Running Good Meetings - phb71
https://meetric.app
======
phb71
So I've just started Meetric.app with 2 other co-founders. It's crazy to think
that despite your Outlook or Google calendar, there is still no widely adopted
tool(s) to manage your meetings. Logistics are looked after with
Calendly/Zoom/Doodle but nothing for the actual productivity/efficiency of
meetings through their lifecycle. It's even crazier when you think the cost of
a meeting with 6 engineers in it for just 30 minutes.

So we're looking to build a product to make meetings easier, for both the
organiser and the participants. It's a little bit like Asana or Trello. You
could do project management effectively before them, but you needed to have a
certain amount of discipline and training to do it well. With Asana, it's
suddenly really easy to do project management even if I'm not a trained,
certified project manager.

With meetings, it's kinda the same: you usually don't get any training on 'how
to run a good meeting' but you might still be a super-active organiser. And
it's not because people want to have bad meetings, it's because it's hard to
be disciplined (write an agenda, establish a goal, etc.), it's sometimes
socially awkward (doesn't feel like leaving the meeting in the middle of it if
you have nothing more to add) and sometimes people just don't know (don't know
how to facilitate or don't know I should send the meeting notes to X after).

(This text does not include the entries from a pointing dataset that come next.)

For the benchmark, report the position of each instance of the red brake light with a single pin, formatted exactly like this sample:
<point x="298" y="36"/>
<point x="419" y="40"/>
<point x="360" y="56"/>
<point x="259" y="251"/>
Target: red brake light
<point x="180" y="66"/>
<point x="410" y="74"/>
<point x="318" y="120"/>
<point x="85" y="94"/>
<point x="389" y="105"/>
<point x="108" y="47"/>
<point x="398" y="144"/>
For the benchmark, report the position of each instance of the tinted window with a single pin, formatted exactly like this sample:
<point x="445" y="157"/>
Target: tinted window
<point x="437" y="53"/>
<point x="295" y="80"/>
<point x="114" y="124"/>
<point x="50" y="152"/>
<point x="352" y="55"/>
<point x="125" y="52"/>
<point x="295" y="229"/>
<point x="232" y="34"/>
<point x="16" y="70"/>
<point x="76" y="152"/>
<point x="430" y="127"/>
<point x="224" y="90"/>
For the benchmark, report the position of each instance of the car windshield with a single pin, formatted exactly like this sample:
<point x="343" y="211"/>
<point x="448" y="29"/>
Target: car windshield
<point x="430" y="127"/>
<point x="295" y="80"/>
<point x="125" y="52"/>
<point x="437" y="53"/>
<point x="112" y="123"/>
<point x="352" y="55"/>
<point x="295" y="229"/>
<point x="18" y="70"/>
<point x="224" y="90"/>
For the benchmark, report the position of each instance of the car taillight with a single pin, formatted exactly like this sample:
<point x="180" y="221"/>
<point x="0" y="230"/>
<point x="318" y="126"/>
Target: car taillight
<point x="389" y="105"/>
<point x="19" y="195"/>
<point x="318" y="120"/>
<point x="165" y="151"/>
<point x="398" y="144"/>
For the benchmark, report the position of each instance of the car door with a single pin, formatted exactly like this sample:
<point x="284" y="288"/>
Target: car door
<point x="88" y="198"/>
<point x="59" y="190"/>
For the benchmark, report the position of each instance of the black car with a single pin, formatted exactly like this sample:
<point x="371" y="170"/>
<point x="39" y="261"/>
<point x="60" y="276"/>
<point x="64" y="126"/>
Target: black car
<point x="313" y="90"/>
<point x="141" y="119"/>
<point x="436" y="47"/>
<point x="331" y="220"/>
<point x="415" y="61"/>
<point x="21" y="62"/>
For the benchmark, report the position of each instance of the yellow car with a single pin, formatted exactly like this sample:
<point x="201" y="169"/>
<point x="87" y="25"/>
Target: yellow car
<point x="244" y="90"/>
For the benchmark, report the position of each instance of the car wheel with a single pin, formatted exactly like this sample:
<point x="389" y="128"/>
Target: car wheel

So we're building our product to tackle the above, across the meeting
lifecycle: before/during/after. We got pre-seed funding and about to release
the MVP, targeting Outlook users first (usually bigger organisations: more
meetings, more pains) as we integrate directly into the Microsof365 stack with
an Outlook add-in.

At this stage, I would love any feedback and thoughts from the HN community.
And obviously, if you're interested in testing it out (Outlook user or not),
do sign-up!

------
jonathl42
Great idea! Attending meetings where the the host isn't super-disciplined is a
recipe for disaster. If this can help bring the standard up everywhere, and
make it easier for the host, I'm all over that!